Timothy Ree (c) Cameron Blaylock
I Say Now These Are The Soul
How the hell it got here, in the apartment, behind this ugly couch we're so tired of looking at—the leg. • Imagine the rest of it, the rest of them naked, bald— mannequins in the room, seated by old typewriters, clicking word by slow word, late into the night. • Once, in a show on TV—up past midnight when I had the chance—the horror wasn't the dark curly wig, but the slow strange crawl across the kitchen floor. • How parts of us move, grow, in spite of us detach— like mercy, or the idea of mercy, withheld from those who need it most. • A kaleidoscope the size of a finger, forgotten toy— looking through it to blood cells, to flowers on fire, the inner dome of a cathedral, to stars. • All I see now is a landscape of bone, as in Where, where were you pointing, abba? Where exactly? • My favorite blue yo-yo, O the moves I'd master: the loop-the-loop, the sleeper—the dreamer become a dog on a leash, become a baby in a cradle, rocking— • The flying saucer.

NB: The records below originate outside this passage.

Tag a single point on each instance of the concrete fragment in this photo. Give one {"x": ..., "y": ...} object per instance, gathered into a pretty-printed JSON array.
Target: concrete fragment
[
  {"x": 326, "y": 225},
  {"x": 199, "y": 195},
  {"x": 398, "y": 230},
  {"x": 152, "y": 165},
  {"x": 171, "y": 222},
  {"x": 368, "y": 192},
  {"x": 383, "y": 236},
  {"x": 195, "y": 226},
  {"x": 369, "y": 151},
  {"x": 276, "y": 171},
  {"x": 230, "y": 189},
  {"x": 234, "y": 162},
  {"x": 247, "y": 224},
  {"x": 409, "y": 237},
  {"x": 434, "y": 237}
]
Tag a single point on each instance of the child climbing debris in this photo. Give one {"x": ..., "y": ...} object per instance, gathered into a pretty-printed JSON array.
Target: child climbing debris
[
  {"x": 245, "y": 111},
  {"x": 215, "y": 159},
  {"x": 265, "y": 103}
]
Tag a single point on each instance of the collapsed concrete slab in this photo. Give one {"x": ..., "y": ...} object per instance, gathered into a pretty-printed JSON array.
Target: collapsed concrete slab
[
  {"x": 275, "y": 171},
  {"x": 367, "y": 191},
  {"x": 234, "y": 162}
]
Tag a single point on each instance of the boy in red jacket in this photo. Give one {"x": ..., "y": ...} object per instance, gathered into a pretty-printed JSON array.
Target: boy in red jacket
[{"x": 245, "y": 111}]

Or the man on a flying trapeze, had I practiced enough, had we not outgrown wonder— the Eiffel Tower made of string. • Remember grinning, first time flipping through the legend, I whispered No, a headless horse—or a horse with a missing leg. • In The Seventh Seal, how the knight stares at his hand, same hand with which he has, for now, evaded Death— at chess, what else?— • That he can move it, that he can move it at will— miracle enough. • We left it for you—the leg by the curb. We slipped it between two garbage bags.
Timothy Ree lives in Brooklyn, New York, where he teaches literature and writing at a public high school. He holds a BA in English from Wheaton College (IL) and an M.Div from Yale University, and is currently at work on his first manuscript.